The Centre for New Music at Sheffield and Sheffield University runs a competition for young composers that offers them the chance to have their music workshopped and recorded by the Ligeti Quartet. 

That’s a potentially interesting project, even if the heart sinks at the prospect of yet more “workshops”. I’m never sure what that word means, especially when turned into a verb. Presumably the Ligeti workshops are quite different from those run by the dim functionaries of the Catholic Bishops of England and Wales at their festivals of hand-wringing. Let’s just agree that it’s a piece of multi-purpose lefty jargon that describes countless exercises in “virtue-signalling” (which I suppose is multi-purpose right-wing jargon, but at least easier to understand). 

Anyway, that’s not the real problem with the Sheffield competition. Philip Sharp, who writes a “classical liberal” blog about music and culture, has noticed this paragraph in the competition’s rules: 

“A ‘two ticks’ policy will be in place for female composers, composers who identify as BME, transgender or non-binary, or having a disability, to automatically go through to the second stage of the selection process.”
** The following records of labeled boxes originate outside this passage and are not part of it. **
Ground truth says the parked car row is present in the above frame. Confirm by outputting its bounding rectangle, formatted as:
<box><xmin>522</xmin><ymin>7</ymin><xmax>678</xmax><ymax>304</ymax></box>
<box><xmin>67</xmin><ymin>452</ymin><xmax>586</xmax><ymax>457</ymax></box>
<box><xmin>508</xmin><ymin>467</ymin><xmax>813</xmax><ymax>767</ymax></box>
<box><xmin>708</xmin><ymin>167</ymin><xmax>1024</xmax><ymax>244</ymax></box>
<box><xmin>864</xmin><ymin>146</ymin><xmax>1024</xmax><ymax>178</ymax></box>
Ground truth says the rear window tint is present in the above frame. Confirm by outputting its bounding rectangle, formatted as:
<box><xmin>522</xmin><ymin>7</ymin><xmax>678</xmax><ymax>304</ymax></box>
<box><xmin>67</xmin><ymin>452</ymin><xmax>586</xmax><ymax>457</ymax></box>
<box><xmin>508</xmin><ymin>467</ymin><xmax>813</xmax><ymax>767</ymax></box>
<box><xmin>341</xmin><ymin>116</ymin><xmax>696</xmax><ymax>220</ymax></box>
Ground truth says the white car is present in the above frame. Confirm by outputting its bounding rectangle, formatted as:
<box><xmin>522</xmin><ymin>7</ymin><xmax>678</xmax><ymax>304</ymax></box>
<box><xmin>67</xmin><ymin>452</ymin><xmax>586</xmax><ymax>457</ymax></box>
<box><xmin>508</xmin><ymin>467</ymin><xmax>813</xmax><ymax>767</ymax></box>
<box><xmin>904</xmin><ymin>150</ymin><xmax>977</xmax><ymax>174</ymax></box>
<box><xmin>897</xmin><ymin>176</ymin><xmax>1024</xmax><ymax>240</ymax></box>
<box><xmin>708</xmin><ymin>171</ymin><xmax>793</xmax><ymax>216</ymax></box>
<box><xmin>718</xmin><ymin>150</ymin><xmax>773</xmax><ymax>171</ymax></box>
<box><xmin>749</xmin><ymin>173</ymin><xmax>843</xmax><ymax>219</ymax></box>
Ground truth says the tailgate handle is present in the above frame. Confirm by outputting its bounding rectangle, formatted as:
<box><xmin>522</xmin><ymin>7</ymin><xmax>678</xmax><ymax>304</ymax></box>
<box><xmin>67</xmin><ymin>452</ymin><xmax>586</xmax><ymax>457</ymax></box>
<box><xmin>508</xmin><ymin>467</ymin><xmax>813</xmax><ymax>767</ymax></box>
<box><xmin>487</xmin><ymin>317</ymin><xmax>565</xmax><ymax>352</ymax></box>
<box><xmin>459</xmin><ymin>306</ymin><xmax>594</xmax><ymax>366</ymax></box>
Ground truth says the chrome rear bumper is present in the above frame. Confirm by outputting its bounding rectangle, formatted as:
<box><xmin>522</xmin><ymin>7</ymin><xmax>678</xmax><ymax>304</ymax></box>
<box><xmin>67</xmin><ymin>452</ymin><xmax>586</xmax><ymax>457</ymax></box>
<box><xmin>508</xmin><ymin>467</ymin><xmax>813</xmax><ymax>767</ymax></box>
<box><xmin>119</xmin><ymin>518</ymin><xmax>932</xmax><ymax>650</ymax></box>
This is a preposterous policy for so many reasons that it’s hard to know from which angle to criticise it. Also, such criticism is probably a waste of effort, since the people who devise these idiot rules are impervious to criticism. 

But let me make one fundamental point. The difference between good and bad art is a matter of opinion. When those opinions coalesce, we can say that a critical consensus has emerged, though we’re free to ignore it. 

The Sheffield two-ticks policy suppresses opinions. In an attempt to remove obstacles to artistic flourishing, it restricts freedom of judgement - in a competition, of all things. And pointlessly so, since we can be pretty certain that the Sheffield judges are not inclined to discriminate against minority candidates.

The irony is that this narrowing of choice is no more likely to produce a critical consensus about good and bad music than the restriction of choice imposed by aristocratic patrons of the past. The history of, say, 18th-century music is one of missed opportunities: composers later judged to be greatly talented (or even geniuses) pushed aside by mediocre court favourites benefitting from their employers’ own two-ticks policies based on family allegiance or whatever. 

The Sheffield criteria are of course risible: they guarantee that a piano quintet written by a bloke who dresses in a cocktail frock will reach the second round irrespective of its merits. 

This could only happen in the 21st century (though it’s just possible, I suppose, that Wagner’s patron King Ludwig of Bavaria shared his taste for wearing women’s silk underwear). But what we’re really talking about is almost as old as music itself: the exploitation of artists by bullies and bureaucrats.